• I'm going to call myself out, because I felt a bit of a tool after this. I was on a straight, quite narrow road and there was a queue of stationary cars in front of me. I moved to the right to filter past them assuming it was a tailback from the lights ahead. It wasn't: there was some roadworks jutting into the road blocking about half the lane, meaning the cars were waiting for a gap in the approaching traffic before going around it. The front car pulled away leaving me level with a van on my left, me over the white lines in the opposing lane and cars approaching. By now I was in limbo: I wasn't sure whether the white van was going to allowed to go around by the approaching traffic or whether he was going to stay where he was. I don't the van was aware of me, concentrating on the approaching traffic. I was forced to make a spilt-second decision: stop dead in the opposing lane and let the van go (if it was going) or commit to the act and go around the van.
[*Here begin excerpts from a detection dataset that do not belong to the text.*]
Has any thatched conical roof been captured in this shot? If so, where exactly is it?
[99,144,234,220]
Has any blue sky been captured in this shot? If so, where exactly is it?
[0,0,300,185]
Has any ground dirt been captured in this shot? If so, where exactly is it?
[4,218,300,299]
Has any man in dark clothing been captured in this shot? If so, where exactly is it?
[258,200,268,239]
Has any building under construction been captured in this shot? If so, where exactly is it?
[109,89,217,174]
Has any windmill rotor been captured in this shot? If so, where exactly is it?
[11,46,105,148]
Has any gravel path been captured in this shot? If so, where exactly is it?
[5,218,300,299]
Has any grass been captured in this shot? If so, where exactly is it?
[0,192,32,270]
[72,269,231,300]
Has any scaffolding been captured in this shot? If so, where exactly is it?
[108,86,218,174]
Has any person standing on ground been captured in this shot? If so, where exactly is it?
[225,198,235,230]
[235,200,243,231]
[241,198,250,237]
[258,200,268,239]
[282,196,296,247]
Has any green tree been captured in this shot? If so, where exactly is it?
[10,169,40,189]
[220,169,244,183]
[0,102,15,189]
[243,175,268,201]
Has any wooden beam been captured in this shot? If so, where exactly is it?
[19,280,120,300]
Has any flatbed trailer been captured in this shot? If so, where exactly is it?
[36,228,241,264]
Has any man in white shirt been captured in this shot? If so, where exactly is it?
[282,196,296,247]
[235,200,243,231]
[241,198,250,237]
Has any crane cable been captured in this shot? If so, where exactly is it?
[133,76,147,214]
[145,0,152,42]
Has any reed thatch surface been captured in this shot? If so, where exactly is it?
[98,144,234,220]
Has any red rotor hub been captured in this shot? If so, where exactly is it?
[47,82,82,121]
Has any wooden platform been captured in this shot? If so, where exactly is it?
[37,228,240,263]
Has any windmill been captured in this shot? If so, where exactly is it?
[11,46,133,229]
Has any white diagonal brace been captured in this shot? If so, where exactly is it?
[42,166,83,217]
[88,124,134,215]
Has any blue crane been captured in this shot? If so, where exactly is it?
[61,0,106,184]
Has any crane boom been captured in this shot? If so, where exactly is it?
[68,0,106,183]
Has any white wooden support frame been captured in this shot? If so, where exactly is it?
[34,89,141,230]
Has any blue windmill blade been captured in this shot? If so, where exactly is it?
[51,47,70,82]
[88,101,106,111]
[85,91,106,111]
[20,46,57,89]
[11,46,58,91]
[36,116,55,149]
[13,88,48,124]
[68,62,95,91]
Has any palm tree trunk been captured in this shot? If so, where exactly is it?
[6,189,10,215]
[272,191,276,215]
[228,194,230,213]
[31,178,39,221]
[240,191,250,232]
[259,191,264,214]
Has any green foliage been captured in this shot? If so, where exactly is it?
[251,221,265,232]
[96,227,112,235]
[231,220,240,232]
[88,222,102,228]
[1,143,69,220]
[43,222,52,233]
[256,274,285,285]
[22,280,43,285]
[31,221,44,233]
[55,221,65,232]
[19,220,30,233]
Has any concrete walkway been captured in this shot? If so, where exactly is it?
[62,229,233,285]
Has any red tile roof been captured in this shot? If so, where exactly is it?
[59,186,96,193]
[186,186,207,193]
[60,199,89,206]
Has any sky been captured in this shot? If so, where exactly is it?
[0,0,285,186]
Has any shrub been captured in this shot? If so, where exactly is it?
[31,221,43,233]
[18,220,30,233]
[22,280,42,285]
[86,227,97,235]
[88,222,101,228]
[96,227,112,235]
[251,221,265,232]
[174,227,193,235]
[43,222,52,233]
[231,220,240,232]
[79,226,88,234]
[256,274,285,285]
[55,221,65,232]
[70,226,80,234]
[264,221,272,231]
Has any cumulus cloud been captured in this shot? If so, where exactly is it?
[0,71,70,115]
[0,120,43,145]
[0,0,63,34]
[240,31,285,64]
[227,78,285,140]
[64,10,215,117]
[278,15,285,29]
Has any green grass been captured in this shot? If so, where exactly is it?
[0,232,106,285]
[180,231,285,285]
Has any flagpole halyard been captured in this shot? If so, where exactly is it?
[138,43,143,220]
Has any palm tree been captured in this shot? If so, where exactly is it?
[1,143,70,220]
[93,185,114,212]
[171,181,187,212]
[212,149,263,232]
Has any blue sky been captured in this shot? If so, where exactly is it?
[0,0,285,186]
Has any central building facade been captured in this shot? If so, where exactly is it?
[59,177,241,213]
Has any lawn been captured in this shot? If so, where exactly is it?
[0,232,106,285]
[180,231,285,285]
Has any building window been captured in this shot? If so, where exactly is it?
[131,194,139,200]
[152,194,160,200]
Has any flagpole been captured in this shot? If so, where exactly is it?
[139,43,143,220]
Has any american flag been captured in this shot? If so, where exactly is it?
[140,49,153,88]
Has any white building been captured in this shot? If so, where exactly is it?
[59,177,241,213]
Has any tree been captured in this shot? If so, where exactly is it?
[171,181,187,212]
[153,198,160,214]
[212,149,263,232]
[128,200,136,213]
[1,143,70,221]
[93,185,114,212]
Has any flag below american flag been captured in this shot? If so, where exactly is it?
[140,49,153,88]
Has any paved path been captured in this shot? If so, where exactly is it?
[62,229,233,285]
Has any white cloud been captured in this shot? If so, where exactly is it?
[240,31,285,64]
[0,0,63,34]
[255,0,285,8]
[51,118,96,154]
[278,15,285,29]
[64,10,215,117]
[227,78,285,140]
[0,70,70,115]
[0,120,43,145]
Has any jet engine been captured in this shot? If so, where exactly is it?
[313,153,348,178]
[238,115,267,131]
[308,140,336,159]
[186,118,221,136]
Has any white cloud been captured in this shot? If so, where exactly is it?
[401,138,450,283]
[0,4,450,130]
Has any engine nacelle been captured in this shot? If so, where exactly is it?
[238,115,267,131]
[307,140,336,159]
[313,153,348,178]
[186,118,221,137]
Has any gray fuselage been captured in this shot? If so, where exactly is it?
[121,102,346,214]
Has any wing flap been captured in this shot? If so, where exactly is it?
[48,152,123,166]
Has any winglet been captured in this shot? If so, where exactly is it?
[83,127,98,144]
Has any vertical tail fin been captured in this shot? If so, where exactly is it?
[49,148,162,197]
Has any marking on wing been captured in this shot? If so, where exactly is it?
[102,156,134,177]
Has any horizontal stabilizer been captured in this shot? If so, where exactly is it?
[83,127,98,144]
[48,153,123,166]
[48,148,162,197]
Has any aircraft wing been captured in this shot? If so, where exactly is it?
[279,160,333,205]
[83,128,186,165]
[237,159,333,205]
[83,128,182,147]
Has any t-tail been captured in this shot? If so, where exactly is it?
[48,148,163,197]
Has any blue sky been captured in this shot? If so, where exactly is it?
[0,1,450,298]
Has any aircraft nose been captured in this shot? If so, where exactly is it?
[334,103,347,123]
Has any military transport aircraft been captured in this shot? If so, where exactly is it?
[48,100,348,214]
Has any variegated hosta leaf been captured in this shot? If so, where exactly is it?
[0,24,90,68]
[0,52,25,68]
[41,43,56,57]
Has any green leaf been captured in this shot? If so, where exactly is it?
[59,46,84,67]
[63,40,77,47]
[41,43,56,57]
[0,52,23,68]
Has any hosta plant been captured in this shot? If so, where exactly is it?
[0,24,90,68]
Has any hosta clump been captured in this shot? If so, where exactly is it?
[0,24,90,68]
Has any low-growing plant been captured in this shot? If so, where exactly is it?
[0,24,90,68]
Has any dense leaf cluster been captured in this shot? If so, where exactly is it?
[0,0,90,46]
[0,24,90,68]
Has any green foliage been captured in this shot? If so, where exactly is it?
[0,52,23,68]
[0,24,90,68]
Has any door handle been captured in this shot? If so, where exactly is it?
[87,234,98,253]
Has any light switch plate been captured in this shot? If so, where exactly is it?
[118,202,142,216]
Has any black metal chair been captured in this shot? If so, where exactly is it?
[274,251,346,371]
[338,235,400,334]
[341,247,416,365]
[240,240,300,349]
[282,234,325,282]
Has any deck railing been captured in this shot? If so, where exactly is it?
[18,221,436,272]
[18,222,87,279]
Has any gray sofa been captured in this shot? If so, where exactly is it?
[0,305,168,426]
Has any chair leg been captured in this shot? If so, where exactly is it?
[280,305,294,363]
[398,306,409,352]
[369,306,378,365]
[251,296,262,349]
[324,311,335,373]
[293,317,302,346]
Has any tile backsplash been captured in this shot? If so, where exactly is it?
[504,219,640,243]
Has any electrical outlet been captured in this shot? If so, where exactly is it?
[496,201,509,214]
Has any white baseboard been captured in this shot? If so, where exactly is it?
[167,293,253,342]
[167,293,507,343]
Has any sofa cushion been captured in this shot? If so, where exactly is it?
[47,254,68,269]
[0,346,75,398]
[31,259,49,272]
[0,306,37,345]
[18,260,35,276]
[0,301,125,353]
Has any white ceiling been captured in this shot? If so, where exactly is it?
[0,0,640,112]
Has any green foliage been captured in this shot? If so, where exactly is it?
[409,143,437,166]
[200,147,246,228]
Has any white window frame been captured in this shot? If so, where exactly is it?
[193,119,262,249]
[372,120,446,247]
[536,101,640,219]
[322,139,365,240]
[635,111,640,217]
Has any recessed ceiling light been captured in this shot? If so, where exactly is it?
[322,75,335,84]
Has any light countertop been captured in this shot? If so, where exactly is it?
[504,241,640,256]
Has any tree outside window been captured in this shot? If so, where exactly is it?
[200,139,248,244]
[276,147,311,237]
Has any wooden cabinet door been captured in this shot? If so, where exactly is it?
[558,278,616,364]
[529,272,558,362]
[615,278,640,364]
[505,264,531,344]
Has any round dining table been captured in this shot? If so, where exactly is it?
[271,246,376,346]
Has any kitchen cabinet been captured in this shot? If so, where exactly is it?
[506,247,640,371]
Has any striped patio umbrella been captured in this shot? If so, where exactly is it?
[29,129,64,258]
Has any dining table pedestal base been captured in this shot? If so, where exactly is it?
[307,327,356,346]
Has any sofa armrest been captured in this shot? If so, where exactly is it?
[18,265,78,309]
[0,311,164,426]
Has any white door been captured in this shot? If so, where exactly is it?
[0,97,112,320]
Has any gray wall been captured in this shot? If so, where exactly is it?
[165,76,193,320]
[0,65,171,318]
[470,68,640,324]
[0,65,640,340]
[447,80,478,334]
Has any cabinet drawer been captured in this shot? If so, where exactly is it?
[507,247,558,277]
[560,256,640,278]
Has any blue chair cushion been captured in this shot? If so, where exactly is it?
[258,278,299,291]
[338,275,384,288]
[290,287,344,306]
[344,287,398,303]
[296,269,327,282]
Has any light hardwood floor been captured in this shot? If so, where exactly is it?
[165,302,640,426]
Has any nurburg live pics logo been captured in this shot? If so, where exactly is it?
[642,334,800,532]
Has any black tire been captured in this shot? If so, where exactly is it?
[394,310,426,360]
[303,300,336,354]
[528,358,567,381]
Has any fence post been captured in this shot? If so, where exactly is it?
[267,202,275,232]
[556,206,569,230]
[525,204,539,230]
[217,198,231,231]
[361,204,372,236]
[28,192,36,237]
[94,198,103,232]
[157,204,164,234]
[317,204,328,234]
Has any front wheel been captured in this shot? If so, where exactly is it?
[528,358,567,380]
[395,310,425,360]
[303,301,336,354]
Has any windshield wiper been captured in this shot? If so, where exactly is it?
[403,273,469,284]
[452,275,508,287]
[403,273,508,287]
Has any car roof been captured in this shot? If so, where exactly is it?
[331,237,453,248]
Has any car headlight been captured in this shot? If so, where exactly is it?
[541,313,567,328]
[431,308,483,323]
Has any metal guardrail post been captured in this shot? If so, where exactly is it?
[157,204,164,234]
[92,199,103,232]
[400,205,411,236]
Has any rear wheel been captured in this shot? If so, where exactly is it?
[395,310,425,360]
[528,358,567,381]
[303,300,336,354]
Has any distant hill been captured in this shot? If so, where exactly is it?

    Whish I did and was probably the wrong decision. I carried on cycling on the right of the van, he pulled out, I cycled ahead and around him before diving back to the left curb, and I got a massive honk from him as he was forced to brake mid-manouver(deservedly). I tried to put my hand up in apology, but being a van he was already alongside me, honking again and squeezing me into the curb, so the sorry gesture turned into a finger.

    In my defence the roadworks were obscured by the traffic but it wasn't my finest hour, and it shows that filtering through on the right isn't always the best idea. It was this morning as I shot past about 3 miles of queueing traffic though.